しかしトーキーを阻止できるものではなく、結局大半の活動弁士が廃業に追いこまれ、その一部は漫談や講談師、紙芝居、司会者などに転身した。
活動弁士には映画の解説を行う際に高い「話術」が要求されるため、その優れた話術や構成力がタレントなどで活かせたのである。
しかし中には黒澤明の実兄にあたる須田貞明のように転身を図ることもできず、ストライキによる「待遇改善」の要求に失敗し、精神的な挫折から自ら命を絶った者もいた。
転身組の中には、徳川夢声、大辻司郎などは漫談家となって古川ロッパと組み、浅草常盤座に「笑いの王国」を旗揚げして一世を風靡した者達もいる。
あるいは、なぜかボクシングやプロレスの世界戦になると必ず現れてリング・アナンサーを務める者ナドもいた。
ところで、サイレント映画のほとんどは、活弁がなくても上映可能で、初期のチャップリンの映画を見るとそれがよくわかる。
しかし、客席で他の観客とともに笑ったり、泣いたり、感動したりする、通常の映画ではあまり感じることができない「一体感」は、活弁ならではのものである。

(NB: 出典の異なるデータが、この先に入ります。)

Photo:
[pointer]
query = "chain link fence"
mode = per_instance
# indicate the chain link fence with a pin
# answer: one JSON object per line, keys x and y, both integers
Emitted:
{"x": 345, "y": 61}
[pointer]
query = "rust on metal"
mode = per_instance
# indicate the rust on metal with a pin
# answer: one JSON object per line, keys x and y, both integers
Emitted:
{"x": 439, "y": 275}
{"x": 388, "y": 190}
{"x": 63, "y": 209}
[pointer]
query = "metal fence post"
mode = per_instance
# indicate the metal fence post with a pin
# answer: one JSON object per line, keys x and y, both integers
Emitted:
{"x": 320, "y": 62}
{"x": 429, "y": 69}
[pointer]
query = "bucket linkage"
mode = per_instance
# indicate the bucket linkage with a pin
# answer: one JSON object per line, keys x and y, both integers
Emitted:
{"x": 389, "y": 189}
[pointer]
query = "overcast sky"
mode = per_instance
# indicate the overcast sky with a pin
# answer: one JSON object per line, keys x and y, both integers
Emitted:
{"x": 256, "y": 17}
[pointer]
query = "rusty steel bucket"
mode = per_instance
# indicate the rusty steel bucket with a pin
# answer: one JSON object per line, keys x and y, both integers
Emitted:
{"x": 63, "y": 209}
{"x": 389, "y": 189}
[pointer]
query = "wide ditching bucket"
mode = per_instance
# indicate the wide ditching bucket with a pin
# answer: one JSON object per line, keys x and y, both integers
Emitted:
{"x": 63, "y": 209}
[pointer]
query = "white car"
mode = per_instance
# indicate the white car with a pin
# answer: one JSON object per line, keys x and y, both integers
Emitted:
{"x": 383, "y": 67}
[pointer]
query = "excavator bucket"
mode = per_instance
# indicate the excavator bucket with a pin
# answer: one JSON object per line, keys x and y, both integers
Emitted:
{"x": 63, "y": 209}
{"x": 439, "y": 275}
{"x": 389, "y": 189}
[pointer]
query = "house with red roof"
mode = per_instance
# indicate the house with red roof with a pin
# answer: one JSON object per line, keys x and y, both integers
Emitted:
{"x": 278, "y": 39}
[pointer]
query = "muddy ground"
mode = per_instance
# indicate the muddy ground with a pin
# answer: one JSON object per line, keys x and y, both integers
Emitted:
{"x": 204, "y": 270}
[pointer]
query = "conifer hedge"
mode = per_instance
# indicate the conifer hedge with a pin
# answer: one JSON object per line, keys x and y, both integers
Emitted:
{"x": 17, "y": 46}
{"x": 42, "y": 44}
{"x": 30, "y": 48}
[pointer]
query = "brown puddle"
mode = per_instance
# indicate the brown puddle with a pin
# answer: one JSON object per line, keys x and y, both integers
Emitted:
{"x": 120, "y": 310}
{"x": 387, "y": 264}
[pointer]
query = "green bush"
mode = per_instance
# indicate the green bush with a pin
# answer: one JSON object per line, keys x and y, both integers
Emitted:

だから「活動弁士」というものの存在は日本独自の文化に根ざしたものであり、日本においてのみこうした「活動弁士」の文化が発達したのであろう。
そこで思いつくのは歌舞伎の舞台である。
歌舞伎の上演では、浄瑠璃と呼ばれる三味線伴奏による語りが加えられている。
それは、俳優の演技や台詞とは別に、状況を説明したり、人物の心情を表現したりするというもので、義太夫節に代表される。
無声映画と弁士の語りの関係というのは、この歌舞伎と浄瑠璃の関係にも似ている。
また、講談や落語、浪花節など、日本には独特の「話芸」があるが、活弁はこれらとも共通点が多い。
例えば、講談は「七五調」の言い回しで構成されるが、昔の活動弁士たちの多くも、「七五調」で活弁を行っていた。
日本人にとって親しみやすい「リズム感」を採り入れたことで、活弁は日本人の琴線に触れることができたのだろう。
ただし、活弁には特に決まった型がなく、全てが「七五調」だった訳ではない。
活動弁士それぞれが独自の工夫を行い、他者と差別化を図っていた。
それが結果的に、全体のレベルアップへと繋がり、活弁はひとつの「話芸」として成長していったのである。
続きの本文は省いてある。